The closer you can put your router to the centre of your coverage area, the better reception will be throughout your house. If you’ve got thick stone walls, an unusually long house or live in a fortress around a cobbled courtyard, that could be a useless piece of advice and your home might be too much for one router to handle. It might be time to consider purchasing a wireless repeater or boosters to extend its range.
Don’t panic, there could be a million reasons why you can’t connect and many of them are easily fixed.
Firstly, look at your router. Are the lights on?
If they are, you have power to your router and that’s a great start. If they’re not, check the power is on at the socket and the cable is connected.
If you sheepishly turned on the power or re-plugged the cable, back slowly away and rest assured, your secret is safe with us. If however, everything is connected correctly and your modem still isn’t powering up, you need our help, so get in touch.
Are any of the lights red?
A red power button signals a malfunction, so try resetting your router – make sure you follow the instructions on the manual or further down on this page to ensure you do this properly. If this doesn’t resolve it, give us a call.
A blinking red button could signify that the router’s firmware is updating – frustrating but best to give it a chance to do its thing and come back later.
Are any of the lights missing?
The internet icon light (the one that looks like a globe with a grid on it) shows if your wifi is working or not. If it’s not lit up at all, it could be that someone has accidentally turned it off by pressing the WPS button. If so, hold the WPS button down for 10 seconds until the light flashes on again and hopefully this means your problem is solved.
That’s right, it’s time to repeat any techy help-desk’s favourite phrase ‘try turning it off and on again’. It really could be all you need to do to get everything working again. But wait, before you reach for the socket, follow these instructions to make sure you do it the right way.
1. Disconnect your devices and unplug the power and ethernet cables from the modem.
2. Wait 2-3 minutes for the modem to fully power off.
3. Reconnect the power and ethernet cables to the modem.
4. Wait for the internet light to turn solid, then check if the internet is working properly. If it is, reconnect your devices one at a time to see if you can troubleshoot your problem that way.
Problem solved? Hallelujah, what are you waiting for, that internet won’t surf itself!
Still having problems? We’re here for you. Before you start to have disturbing flashbacks of those darker pre-gigabit days, pick up the phone and give us a call.
If you’re feeling surprisingly zen about your connectivity issues, you can always tell us what’s happening by email and perhaps attach a photo to give us a complete picture.

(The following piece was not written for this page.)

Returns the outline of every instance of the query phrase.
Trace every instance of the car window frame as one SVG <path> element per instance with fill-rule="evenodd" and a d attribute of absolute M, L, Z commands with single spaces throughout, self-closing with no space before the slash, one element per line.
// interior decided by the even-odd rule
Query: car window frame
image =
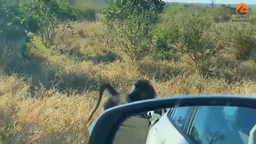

We’ll endeavour to get back to you today, or tomorrow if it’s outside office hours.
If during all this troubleshooting you’ve noticed a commotion outside and it transpires the neighbours are also up in arms about their loss of connection, the chances are we already know about the problem and we will be on it.
As our fibre networks are built underground, our cables tend to be better protected than overhead lines. When damage occurs, it’s usually done by a digger or agricultural machinery during the working day, which means it’s highly likely we can locate the break and make the repair within a few hours.